Does not have the smell of cedar, give me a few and will take some new pics. Will post in few.


----------



## ajh359 (Jun 19, 2007)

Last night when I running it Thur the planner it did not smell like cedar, but when I smell it now it has a little smell like it. I work with cedar or red wood last month you could smell it, I got from a old porch. But wood is hard and the cedar I work with before was soft.


----------



## Oscar (Jun 7, 2008)

It lacks the contrasting color normaly seen with Cherry but if it's real old it could and would most certainly have the consistency of the wood your showing and if it's truly hard then it's likely Cherry.


----------



## TexasTimbers (Oct 17, 2006)

I still think the angle of the lighting is obscuring it from the color you see. Try snapping a picture of when the sun is in apex and the camera is directly overhead. Don't worry about casting the shadow of the camera and your arms. in fact seeing it with and without shadow in the same pic might help. 

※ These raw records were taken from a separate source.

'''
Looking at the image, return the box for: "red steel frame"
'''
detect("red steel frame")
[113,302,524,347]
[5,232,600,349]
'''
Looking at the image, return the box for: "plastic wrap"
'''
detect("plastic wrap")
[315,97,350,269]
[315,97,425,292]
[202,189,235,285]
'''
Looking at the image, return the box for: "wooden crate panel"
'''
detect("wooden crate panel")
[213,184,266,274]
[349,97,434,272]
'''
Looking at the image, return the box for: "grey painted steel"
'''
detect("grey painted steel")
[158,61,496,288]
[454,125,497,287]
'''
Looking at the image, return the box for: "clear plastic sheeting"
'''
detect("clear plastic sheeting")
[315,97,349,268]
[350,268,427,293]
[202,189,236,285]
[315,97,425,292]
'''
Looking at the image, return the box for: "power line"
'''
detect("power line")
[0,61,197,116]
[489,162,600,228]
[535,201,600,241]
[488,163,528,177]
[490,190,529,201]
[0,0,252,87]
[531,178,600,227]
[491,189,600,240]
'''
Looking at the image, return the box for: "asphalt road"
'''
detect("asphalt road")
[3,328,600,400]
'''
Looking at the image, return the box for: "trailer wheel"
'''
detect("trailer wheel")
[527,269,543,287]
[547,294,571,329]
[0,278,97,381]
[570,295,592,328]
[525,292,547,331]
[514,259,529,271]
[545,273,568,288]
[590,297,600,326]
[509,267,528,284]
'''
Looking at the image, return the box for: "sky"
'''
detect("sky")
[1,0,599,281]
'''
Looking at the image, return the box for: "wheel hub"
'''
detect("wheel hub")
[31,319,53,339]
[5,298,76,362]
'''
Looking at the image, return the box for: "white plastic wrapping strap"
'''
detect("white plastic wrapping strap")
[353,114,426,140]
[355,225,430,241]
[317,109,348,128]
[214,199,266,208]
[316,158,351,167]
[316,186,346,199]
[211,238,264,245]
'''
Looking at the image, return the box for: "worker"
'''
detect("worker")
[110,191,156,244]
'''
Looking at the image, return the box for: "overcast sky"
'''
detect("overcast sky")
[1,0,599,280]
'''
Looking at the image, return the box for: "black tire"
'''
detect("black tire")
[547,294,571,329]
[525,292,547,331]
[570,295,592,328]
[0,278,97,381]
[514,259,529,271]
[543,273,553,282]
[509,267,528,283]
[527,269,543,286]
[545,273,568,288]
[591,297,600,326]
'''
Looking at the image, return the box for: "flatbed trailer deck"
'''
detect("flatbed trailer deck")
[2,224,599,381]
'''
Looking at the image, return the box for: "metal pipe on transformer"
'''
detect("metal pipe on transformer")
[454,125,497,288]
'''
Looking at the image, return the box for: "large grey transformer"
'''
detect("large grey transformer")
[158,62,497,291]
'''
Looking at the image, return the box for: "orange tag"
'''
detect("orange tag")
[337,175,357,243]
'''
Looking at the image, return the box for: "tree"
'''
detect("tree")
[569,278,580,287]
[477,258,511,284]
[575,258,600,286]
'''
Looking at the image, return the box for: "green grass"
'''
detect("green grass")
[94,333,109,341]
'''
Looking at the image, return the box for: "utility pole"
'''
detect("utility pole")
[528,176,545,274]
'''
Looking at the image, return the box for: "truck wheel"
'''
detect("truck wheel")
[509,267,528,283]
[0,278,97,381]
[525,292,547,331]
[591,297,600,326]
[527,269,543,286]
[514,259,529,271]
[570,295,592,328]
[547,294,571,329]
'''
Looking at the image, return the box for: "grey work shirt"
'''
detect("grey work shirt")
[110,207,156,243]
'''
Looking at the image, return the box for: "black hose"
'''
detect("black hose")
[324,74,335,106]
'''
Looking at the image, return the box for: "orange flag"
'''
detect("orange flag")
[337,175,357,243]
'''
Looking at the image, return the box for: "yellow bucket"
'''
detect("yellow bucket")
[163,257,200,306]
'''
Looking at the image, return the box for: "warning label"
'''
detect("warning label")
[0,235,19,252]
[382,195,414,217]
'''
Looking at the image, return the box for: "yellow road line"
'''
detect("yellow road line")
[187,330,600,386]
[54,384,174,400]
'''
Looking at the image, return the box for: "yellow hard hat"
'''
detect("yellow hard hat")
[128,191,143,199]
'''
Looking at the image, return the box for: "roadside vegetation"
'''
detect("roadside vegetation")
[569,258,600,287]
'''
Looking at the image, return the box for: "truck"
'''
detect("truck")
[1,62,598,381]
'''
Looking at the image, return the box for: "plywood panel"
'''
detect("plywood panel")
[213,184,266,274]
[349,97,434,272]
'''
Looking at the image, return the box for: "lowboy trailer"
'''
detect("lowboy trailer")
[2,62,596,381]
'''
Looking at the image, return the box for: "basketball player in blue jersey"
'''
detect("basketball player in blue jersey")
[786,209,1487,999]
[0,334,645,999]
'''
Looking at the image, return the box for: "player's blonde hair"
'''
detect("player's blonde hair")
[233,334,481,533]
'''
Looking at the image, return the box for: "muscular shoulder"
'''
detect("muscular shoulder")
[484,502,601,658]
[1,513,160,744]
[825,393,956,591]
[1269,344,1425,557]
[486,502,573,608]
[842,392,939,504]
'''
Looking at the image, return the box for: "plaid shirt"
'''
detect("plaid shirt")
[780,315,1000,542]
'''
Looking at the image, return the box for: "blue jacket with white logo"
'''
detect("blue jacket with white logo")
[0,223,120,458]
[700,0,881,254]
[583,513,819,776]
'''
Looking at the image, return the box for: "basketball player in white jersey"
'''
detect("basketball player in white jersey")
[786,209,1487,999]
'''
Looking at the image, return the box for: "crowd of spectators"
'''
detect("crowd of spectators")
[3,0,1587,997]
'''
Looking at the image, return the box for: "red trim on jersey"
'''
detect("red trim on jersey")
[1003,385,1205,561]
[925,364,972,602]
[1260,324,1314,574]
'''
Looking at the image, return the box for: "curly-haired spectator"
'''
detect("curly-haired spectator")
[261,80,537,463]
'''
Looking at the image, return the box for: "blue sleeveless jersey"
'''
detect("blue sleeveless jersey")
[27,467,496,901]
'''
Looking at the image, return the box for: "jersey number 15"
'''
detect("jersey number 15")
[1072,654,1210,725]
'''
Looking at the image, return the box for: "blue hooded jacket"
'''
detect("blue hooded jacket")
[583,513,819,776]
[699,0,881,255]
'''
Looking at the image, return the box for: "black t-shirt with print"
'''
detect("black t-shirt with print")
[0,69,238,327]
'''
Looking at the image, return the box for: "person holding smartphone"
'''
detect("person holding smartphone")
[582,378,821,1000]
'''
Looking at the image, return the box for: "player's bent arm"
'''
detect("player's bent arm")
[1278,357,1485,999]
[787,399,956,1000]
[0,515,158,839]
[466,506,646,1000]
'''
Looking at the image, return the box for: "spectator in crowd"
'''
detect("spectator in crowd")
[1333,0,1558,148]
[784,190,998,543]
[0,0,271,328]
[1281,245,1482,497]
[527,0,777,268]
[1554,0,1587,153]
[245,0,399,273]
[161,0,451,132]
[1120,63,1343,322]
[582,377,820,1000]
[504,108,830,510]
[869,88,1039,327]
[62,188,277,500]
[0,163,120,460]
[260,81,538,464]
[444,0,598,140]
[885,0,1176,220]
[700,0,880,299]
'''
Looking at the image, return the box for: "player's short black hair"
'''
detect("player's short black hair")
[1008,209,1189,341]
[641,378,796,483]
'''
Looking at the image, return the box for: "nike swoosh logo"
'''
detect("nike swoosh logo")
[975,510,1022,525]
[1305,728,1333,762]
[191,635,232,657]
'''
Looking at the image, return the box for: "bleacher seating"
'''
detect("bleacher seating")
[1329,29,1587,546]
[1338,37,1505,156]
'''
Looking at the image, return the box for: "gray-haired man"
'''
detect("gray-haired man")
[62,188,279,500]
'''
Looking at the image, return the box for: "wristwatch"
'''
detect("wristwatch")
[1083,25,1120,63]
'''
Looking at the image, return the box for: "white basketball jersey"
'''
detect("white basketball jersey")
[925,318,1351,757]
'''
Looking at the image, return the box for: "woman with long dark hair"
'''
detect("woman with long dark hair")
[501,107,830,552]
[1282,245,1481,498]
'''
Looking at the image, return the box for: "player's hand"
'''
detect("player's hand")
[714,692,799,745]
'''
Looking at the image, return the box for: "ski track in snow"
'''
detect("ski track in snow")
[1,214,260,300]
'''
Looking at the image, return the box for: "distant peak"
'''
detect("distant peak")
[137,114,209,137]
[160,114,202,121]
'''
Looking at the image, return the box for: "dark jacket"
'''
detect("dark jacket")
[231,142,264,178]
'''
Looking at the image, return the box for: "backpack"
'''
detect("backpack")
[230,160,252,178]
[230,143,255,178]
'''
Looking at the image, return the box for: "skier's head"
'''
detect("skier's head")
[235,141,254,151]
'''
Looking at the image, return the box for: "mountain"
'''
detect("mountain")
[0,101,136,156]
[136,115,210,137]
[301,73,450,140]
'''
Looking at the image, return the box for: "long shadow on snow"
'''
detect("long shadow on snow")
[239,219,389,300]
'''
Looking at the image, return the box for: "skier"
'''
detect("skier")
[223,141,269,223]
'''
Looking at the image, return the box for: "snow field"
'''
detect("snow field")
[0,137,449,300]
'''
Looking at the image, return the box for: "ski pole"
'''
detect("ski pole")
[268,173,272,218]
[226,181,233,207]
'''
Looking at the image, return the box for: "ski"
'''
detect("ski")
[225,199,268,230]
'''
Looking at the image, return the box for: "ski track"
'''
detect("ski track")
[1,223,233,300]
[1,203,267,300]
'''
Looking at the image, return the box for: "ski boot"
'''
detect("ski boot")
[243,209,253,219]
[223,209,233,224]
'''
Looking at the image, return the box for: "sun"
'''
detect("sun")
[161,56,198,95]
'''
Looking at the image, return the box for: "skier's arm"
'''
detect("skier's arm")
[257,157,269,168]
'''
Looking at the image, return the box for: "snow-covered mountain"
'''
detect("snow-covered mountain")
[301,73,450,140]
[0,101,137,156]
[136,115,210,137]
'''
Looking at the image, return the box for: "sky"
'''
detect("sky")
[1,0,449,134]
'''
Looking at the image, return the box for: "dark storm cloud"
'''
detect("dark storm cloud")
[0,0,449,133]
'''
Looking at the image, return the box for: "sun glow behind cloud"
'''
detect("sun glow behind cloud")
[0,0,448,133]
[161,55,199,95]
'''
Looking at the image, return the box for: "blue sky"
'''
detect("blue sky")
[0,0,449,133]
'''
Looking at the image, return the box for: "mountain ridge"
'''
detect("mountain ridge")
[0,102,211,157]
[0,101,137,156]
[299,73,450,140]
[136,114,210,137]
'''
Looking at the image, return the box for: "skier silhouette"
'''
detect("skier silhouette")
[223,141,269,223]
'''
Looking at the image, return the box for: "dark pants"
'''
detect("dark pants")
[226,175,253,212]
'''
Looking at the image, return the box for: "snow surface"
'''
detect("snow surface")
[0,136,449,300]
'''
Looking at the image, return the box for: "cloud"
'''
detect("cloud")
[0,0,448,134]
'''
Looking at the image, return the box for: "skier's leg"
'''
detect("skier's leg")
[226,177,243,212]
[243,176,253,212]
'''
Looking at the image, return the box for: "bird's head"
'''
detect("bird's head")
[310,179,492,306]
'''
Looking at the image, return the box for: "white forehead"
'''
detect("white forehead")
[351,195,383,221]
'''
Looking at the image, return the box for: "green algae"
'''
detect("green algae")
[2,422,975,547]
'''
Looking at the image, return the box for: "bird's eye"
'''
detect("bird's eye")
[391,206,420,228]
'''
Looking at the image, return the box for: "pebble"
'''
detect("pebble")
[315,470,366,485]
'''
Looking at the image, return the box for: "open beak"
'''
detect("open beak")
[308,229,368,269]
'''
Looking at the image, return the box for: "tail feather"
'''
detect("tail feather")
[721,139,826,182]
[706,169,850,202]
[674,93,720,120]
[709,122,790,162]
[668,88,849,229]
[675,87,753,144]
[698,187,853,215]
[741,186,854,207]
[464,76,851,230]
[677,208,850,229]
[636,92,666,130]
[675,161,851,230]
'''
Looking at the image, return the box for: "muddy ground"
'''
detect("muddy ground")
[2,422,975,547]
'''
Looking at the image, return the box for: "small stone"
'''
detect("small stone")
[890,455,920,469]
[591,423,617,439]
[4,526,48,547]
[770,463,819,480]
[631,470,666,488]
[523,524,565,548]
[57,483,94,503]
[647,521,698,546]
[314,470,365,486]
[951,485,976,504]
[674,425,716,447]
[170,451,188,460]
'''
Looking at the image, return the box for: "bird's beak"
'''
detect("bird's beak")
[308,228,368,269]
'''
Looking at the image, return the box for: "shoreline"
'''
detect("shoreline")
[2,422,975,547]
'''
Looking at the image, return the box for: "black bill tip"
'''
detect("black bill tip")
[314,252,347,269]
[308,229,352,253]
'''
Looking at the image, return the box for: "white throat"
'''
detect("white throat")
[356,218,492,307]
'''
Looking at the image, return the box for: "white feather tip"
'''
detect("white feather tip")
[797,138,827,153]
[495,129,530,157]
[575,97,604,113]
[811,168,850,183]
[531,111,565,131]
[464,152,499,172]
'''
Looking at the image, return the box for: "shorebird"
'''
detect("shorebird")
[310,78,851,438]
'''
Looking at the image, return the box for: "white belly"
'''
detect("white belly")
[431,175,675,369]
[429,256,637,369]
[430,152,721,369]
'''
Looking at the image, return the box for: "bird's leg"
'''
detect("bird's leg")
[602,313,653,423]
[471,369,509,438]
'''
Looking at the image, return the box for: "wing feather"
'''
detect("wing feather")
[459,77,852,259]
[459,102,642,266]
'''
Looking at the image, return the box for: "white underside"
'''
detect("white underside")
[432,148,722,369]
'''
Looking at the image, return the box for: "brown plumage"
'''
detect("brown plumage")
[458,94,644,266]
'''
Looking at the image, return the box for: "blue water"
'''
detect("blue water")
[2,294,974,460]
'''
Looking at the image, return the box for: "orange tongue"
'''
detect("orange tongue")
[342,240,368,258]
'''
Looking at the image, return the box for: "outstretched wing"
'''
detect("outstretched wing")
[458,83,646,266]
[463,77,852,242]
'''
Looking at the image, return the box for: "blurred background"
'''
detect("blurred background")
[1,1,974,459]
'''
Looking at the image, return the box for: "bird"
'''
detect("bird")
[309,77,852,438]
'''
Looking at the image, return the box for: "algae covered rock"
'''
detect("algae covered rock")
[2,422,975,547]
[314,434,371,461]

You should be able to tell when you download the image to your computer if it is anywhere close to the actual color you see in person. It looked a little like osage, until you said you ran it through your planer. :laughing:


----------



## ajh359 (Jun 19, 2007)

I cut up a small piece and ran it Thur the planer some more and it looks like this.


----------



## Oscar (Jun 7, 2008)

I'm beginning to think it may be a bit more exotic than Cherry! It reminds me of Brazilian Coyote Mahogany or similar, Rosewood etc... .


----------



## ajh359 (Jun 19, 2007)

I'm thinking it is Mahogany. Learn a lot about wood the last few days, been doing a lot of reading and looking at a lot of pictures of wood. I had to plane down about 3/32 on both sides to be able see what I had. So if is Mahogany not bad of a deal 10 pcs 18" x 8.5' for $50. I call the guy about looking at the other wood he has, he bought and old semi trailer and had all this wood in it.


----------



## Daren (Oct 14, 2006)

ajh359 said:


> I call the guy about looking at the other wood he has, he bought and old semi trailer and had all this wood in it.


:yes:. I can't ID what you have there (and this is a game I usually win) so it is safe to say that is something a little uncommon...go to that trailer with a pocket full of $50's.


----------



## Marko (Feb 11, 2008)

Hey guys,been awhile :thumbsup:.......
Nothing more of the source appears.